Suaranusantara.com- Menteri Energi Sumber Daya Mineral (ESDM) Bahlil Lahadalia tengah menjadi sorotan terkait tambang nikel di Raja Ampat.
Bahlil mendapat kritikan dari berbagai pihak atas tambang nikel di wilayah Raja Ampat yang dikelola oleh PT Gag Nikel.
Tambang nikel di wilayah Raja Ampat, dinilai publik dapat berpotensi merusak tatanan kehidupan di sana. Terlebih Raja Ampat adalah tempat wisata ikonik yang bahkan diakui UNESCO.
Publik pun meminta Bahlil Lahadalia selaku Menteri ESDM untuk mencabut semua izin pertambangan yang ada di wilayah Raja Ampat.
Partai Golkar melalui Sekretaris Jenderal (Sekjen), Sarmudji menilai kritika yang diutarakan untuk Bahlil itu tidaklah tepat.
Sebab, izin pertambangan di Raja Ampat sendiri telah terbit pada 2017 jauh sebelum Bahlil menjadi Menteri ESDM.

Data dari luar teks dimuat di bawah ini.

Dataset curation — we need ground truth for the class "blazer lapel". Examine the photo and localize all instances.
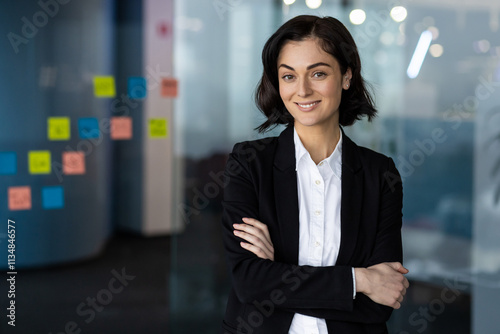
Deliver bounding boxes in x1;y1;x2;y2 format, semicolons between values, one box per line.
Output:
273;125;299;264
337;130;363;265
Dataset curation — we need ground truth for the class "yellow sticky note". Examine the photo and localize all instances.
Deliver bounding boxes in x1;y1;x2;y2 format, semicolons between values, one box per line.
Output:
94;76;116;97
149;118;167;138
28;151;51;174
47;117;71;140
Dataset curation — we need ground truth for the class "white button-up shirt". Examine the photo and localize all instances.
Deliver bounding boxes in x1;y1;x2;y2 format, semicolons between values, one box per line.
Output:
288;128;346;334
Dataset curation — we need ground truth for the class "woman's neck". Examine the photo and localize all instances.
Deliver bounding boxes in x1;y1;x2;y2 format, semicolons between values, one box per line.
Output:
294;122;340;164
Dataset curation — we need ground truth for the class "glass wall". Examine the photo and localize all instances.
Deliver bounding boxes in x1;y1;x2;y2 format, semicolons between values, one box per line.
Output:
171;0;500;334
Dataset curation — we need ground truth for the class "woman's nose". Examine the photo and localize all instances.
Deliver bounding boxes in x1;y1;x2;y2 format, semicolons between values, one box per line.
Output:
297;79;312;96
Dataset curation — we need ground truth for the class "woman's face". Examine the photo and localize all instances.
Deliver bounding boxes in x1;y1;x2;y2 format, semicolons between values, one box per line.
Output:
277;39;351;128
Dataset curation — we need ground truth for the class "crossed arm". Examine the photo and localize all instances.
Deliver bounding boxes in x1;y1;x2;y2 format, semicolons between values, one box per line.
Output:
222;146;408;323
233;218;409;309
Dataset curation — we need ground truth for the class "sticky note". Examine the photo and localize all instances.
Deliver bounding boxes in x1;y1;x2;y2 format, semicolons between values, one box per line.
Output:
149;118;167;139
0;152;17;175
28;151;51;174
42;186;64;209
78;117;100;139
161;78;177;97
94;76;116;97
110;116;132;140
7;186;31;210
47;117;71;140
62;151;85;175
128;77;146;99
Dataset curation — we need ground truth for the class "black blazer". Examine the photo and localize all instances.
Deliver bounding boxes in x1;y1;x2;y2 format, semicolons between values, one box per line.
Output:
222;126;403;334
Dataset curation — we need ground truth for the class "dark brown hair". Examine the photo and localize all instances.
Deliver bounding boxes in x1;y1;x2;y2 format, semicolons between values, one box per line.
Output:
255;15;377;132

Itu kritikan salah sasaran. Tambang itu sudah mendapatkan ijin jauh hari sebelum Menteri Bahlil menjabat sebagai menteri,” ujar Sarmuji saat dihubungi, Minggu 8 Juni 2025.
Sarmudji mengatakan justru Bahlil telah melakukan langkah tepat terkait kritikan tambang nikel di Raja Ampat.

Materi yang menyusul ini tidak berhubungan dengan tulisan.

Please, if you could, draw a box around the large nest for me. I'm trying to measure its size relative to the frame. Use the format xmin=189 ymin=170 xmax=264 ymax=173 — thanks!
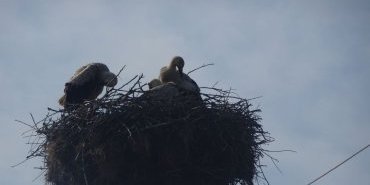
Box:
xmin=23 ymin=73 xmax=271 ymax=185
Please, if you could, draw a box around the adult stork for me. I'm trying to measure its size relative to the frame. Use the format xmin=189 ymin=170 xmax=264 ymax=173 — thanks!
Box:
xmin=59 ymin=63 xmax=117 ymax=107
xmin=159 ymin=56 xmax=200 ymax=94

Bahlil diketahui pada Sabtu 7 Juni 2025 langsung menyambangi lokasi tambang nikel di sana.
Sarmudji mengklaim Bahlil adalah satu-satunya menteri yang langsung datang ke lokasi untuk memeriksa bisnis tambang di Tanah Cenderawasih tersebut.
“Justru begitu ada masalah, Menteri ESDM langsung menghentikan sementara sembari melakukan evaluasi. Bahkan dia satu-satunya menteri yang turun langsung, padahal masalah ini sebenarnya lintas kementrian,” ujarnya.

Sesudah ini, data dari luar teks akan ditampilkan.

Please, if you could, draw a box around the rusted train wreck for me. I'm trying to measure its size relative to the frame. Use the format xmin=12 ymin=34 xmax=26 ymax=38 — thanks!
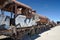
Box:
xmin=0 ymin=0 xmax=56 ymax=40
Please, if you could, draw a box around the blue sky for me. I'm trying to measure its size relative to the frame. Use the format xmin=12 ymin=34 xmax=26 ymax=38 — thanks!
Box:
xmin=18 ymin=0 xmax=60 ymax=21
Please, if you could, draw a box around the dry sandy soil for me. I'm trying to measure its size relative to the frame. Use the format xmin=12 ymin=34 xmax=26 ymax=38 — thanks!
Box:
xmin=35 ymin=26 xmax=60 ymax=40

Di sisi lain, ia menduga ramai kritik kepada Bahlil ini sebagai bentuk serangan balik oleh pihak yang dirugikan oleh kebijakan pencabutan izin tambang.
“Bisa jadi ini serangan balik pihak yang dirugikan oleh kebijakan menteri yang pro rakyat seperti pencabutan IUP yang ditelantarkan dan peningkatan lifting migas yang mengancam mengganggu impor,” tutur dia.
Selain itu, Bahlik juga menghentikan sementara aktifitas tambang nikel yang dikelola oleh PT Gag Nikel terhitung sejak Kamis 5 Juni 2025 lalu.